Does Gaza war mean the US is now finished with Ukraine?
With the words “we are coming near to the end of the rope,” US National Security Council Spokesman John Kirby last week described the American position on funding for Ukraine. That left me startled. What happened to “as long as it takes?”
I very much remember a press briefing in January, in which Kirby was asked what a victory for Ukraine would look like and until when would the US support Ukraine. Kirby answered, “as long as it takes.” He added: “(US support) is necessary now, it will be necessary in the coming weeks and months, for certain. We want to make sure we are meeting the need as best we can for Ukraine. What does winning look like? President (Volodymyr) Zelensky gets to determine what victory looks like. We’re not dictating that to him either.”
Members of Congress have been fighting tooth and nail over a new $24 billion package for Ukraine, which has been linked to the risk of a government shutdown. As a result, Kirby has come out with this strong statement, stating that the US support is not “indefinite.”
He alluded to the fact that the US cannot support both Israel and Ukraine. Earlier last week, Washington announced $200 million of aid for Ukraine. This number is insignificant next to the $24 billion originally assigned in the budget, to which the Trumpian Republicans strongly objected. It is inconceivable to see Ukraine winning if it is deprived of aid. This leaves us with a very troubling question: Is Ukraine finished? Has Russia won?
We still cannot tell but what we can say is that the war in Gaza has had a direct impact on Ukraine.

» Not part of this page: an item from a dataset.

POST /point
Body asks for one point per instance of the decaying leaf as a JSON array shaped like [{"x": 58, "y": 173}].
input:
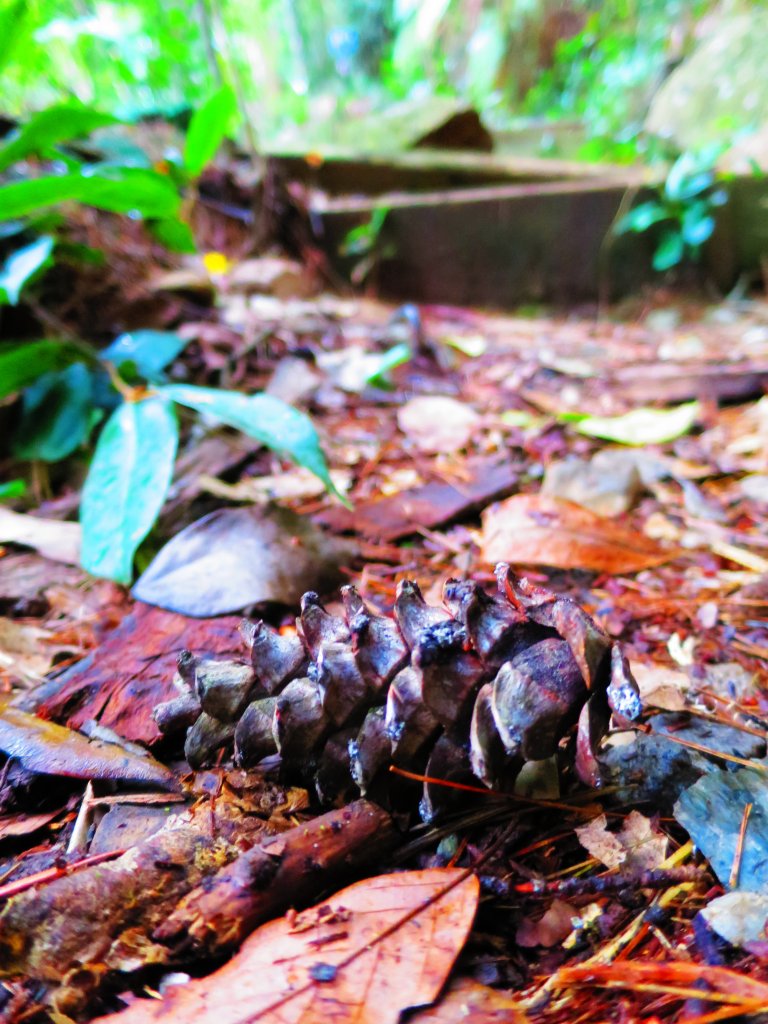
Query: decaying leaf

However, the loss of US stamina when it comes to the war in Ukraine was something political scientist John Mearsheimer predicted at the beginning of the conflict, for which many people called him a Vladimir Putin apologist and even a tool of Russian propaganda. Rather, he is a realist. His conclusion was based on a very basic assumption: the asymmetry in resolve. While Ukraine’s potential membership of NATO is a national security issue for Russia, this is not the case for the US. This is why we are seeing this sudden loss of enthusiasm once the issue of Gaza came up. Tough luck for Zelensky, who is totally banking on US support.
An all-out war in the Middle East would be devastating for everybody. Everyone is in a wait and see mode. Will Hezbollah enter the war? If Israel is frustrated and does not manage to incapacitate Hamas, will it go after Iran? All these are possible scenarios and the US needs to ensure they do not come to pass, which is why the Ukraine issue is taking a back seat.
Can Ukraine still fight the Russians? As Zelensky confided to Democratic Senate Leader Chuck Schumer last month: “If we don’t get the aid, we will lose the war.” The US seems as if it is now willing to accept this possibility. After adopting the fight as if it were its own, the US is now distancing itself, saying the aid cannot go forever.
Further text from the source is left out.